Mato-grossenses contam rotina da pandemia fora do Brasil

Reportagem ouviu relatos do jornalista Willian Dalazem, que mora na Itália, e da estudante Giovanna Alencar, que está nos EUA

(Foto: Pixabay)

O mundo soma até este domingo (26) mais de 16 milhões de casos de covid-19. O Brasil é a segunda nação mundo com o maior número de casos e mortes pela doença. No país, o clima mistura a sensação de medo pelo avanço da doença com a ansiedade para a “volta ao normal’.

E os brasileiros ao redor do mundo? Como estão vivendo a pandemia? O LIVRE ouviu brasileiros que moram em outros países para saber como está sendo a rotina neste período.

O Brasil fica atrás apenas dos Estados Unidos que já tem mais de 4 milhões de infecções confirmadas e 144 mil óbitos, de acordo com a Universidade Johns Hopkins.

É lá que mora a estudante Giovanna Alencar, que estuda atuação na New York Film Academy, na Califórnia, desde janeiro deste ano.

Foi em março que os números de covid-19 nos Estados Unidos começaram a crescer. O medo da população com a doença até então desconhecida levou milhares aos supermercados e lojas.

(Foto: Arquivo Pessoal)

O resultado: prateleiras vazias. “Me lembro da confusão nas lojas. Ouvi relatos de amigos que passaram três horas em fila para comprar comida. As pessoas pareciam zumbis brigando por comida “, relata.

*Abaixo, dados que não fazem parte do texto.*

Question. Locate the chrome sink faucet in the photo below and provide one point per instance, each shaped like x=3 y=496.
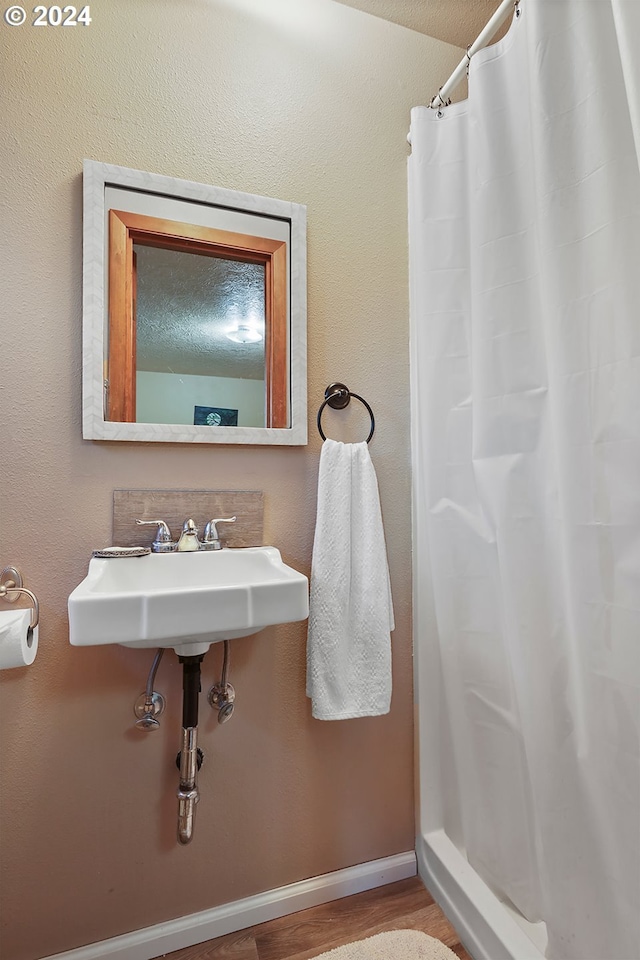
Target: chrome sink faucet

Os dias seguintes também foram incomuns, segundo Gioavanna. “Não podíamos sair nas ruas, tudo ficou deserto. Não havia nada fora das janelas, nem barulho de carro”, lembra.

As medidas foram sendo relaxadas aos poucos, mas a doença no país não para de crescer.

Já vemos muitas pessoas nas ruas sem máscara, descuidando-se. Estamos entrando em lockdown de novo, porque os casos subiram”, conta.

Do outro lado do mundo

O jornalista Willian Dalazem está do outro lado do mundo, atualmente mora em Roma. Ele se mudou para a capital da Itália em outubro do ano passado, pouco antes do vírus tomar proporções globais.

Logo após a mudança, o isolamento social e a quarentena se tornaram obrigatórios em todo território italiano.

(Foto: Arquivo Pessoal)

“Segui todas as recomendações, permaneci em casa quando era solicitado. O deslocamento era exclusivamente de casa par ao mercado. Passei os dias todos dentro de casa”, lembra.

O verbo no passado indica que a quarentena obrigatória na Itália – que durou dois meses – já chegou ao fim. Lá uso de máscaras é obrigatório somente em locais fechados e no transporte público.

“Garantimos o distanciamento social. A exemplo das praias que já estão liberadas, mas têm estacas para dividir os grupos de frequentadores”, explica.

(Foto: Arquivo Pessoal)

A sensação é a de “estar voltando ao normal, relata Willian. Aos poucos, segundo Willian, o turismo, um dos carros chefes do país, está se reerguendo. As fronteiras da Itália com outros países começaram a ser reabertas para receber os turistas.

Todavia, há restrições para algumas nacionalidades. Brasileiros, por exemplo, não podem visitar o país. A justificativa é o descontrole da covid-19 no Brasil.

Inclusive, o país domina os noticiários segundo Willian. “É triste acompanhar tudo isso de longe. O que vemos aqui na mídia local é que EUA e Brasil dominam as manchetes quando se fala de covid-19”.